Roe, Dobbs, and SCOTUS “Legitimacy”

The Dobbs case now before the Supreme Court, which challenges Roe v. Wade and related precedents, presents complex and difficult issues. Yet many abortion proponents insist that retaining these current precedents in full is the only legally plausible and valid outcome. Any decision adverse to Roe, they maintain, would amount to a “political” act by an “illegitimate” Court. Nonsense. There are principled grounds for concluding that Roe was (and is) seriously wrong as a matter of constitutional law and that it is not entitled to stare decisis deference. From this perspective, abortion opponents could just as well argue that adhering to Roe would be a political outcome implicating the Court’s legitimacy—as many surely will if the decision goes against them. Everyone would be better served if the abortion war combatants eschewed the demagoguery and stuck to honest, substantive arguments on the merits. Hopefully, the justices will do the same in their decision.

Current public discourse is poisoned by our inability to subject major societal issues to good faith, civil debate. Instead, we regularly split into polarized factions that largely demonize and talk past each other, preferring hyperbole and name-calling to rational, substantive debate. Dobbs v. Jackson Women’s Health Organization is the latest example.

It has become almost routine for politicians, the media, and academics (particularly on the left) to maintain that any politically charged Supreme Court decision that rejects their preferred outcome is not just wrong but cause to question the “legitimacy” of the Court. This approach carries over to attacks on individual justices; many on the left regard one or more Trump appointees as “illegitimate.” Alarmingly, several justices are picking up on these themes. During the oral argument in Dobbs, the three liberal-leaning justices suggested that a decision adverse to Roe and Planned Parenthood v. Casey would be perceived as nothing more than a political act enabled by their recently-appointed colleagues. Justice Sotomayor was the most extreme, asserting that such a decision would create a “stench” on the Court that it could not survive.

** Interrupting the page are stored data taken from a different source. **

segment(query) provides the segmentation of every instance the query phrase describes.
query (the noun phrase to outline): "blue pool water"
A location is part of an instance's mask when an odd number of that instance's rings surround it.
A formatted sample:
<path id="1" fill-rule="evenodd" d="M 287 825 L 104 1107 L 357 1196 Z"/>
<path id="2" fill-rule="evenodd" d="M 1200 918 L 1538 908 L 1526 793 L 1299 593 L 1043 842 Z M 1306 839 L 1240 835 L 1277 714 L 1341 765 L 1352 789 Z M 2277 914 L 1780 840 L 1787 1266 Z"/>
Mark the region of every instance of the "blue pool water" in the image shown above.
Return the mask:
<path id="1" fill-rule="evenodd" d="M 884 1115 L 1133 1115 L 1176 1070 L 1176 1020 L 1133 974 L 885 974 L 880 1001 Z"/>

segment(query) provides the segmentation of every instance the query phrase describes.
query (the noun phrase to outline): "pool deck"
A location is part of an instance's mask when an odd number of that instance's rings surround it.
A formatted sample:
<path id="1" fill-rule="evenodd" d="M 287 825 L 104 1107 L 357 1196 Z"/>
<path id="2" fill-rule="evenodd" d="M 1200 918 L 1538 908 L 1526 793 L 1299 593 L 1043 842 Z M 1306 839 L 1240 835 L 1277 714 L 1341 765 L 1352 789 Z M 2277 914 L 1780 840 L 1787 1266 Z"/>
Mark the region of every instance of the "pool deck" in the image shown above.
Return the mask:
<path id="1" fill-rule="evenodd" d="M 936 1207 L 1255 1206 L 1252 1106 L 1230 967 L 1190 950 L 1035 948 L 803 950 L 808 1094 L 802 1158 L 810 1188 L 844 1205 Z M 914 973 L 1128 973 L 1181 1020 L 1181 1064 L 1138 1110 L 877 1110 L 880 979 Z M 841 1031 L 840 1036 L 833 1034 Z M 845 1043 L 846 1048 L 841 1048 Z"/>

Reasonable (and unreasonable) minds differ strenuously on where the Court should come out on Dobbs. However, it is absurd to contend that a decision retrenching the Court’s current abortion jurisprudence could only be an “illegitimate” political exercise.

For one thing, Roe rests on a precarious legal foundation. It was decided at a time when the Court was much more freewheeling than it is now in adjudicating constitutional law cases. The difference between a majority of today’s justices and those who decided Roe and Casey is not political; rather it reflects fundamentally different approaches to judging.  Opponents of Roe have long maintained that the right to abortion it found was created from whole cloth and lacked any firm grounding in the Constitution. They consider the decision not just erroneous but egregiously flawed as a matter of constitutional law. It’s likely that all six of the Court’s conservative-leaning justices sincerely hold this view. Even many proponents of abortion rights recognize Roe’s weakness from a strictly legal viewpoint. Indeed, a fractured bare majority of the Court had to substantially rework Roe to save it in the 1992 Casey decision. Notably, neither advocates nor justices offered much in defense of the substantive merits of Roe during the Dobbs oral argument. Instead, its supporters leaned heavily on stare decisis.

But Roe is not necessarily a strong candidate for stare decisis treatment. The doctrine of stare decisis embodies the sensible notion that courts should generally adhere to their own precedents in order to promote stability and predictability in the law. However, it imposes no hard and fast rules. The doctrine applies most readily to decisions that may be legally dubious but have become widely accepted over the years. For example, many decisions from the Warren Court era dealing with criminal procedure were highly controversial when issued but are now thoroughly ingrained into law enforcement practice. By contrast, Roe remains as fiercely controversial and divisive today as it was in 1973, both legally and in the eyes of the public. It has been subject to repeated legal challenges and judicial refinement. Public opinion regarding abortion has moved very little over the years and remains sharply divided.

One reason for the continual churn in abortion jurisprudence and the persistent divisiveness in public sentiment–as well as another impediment to applying stare decisis–is that abortion presents a mix of complex and nuanced legal, medical, scientific, religious, moral, ethical, and philosophical issues that do not easily lend themselves to definitive judicial resolution. Attempts by the justices in Roe and subsequent decisions to treat abortion as exclusively a legal issue subject to bright-line judicial solutions have been largely unsuccessful. What they have done is fuel political attacks on the Court and its credibility.

It is the height of arrogance for either side to claim that it possesses the only objective truth concerning the host of issues abortion poses and that any contrary viewpoints are not only wrong but unworthy of serious consideration. Nevertheless, it’s probably inevitable that the losing side in Dobbs will indeed challenge the “legitimacy” of the decision and the Court itself, claiming that the decision is based on politics not law. Since the Court will be damned either way, the best course for the justices is to focus exclusively on the legal merits and not obsess over how its decision will be received.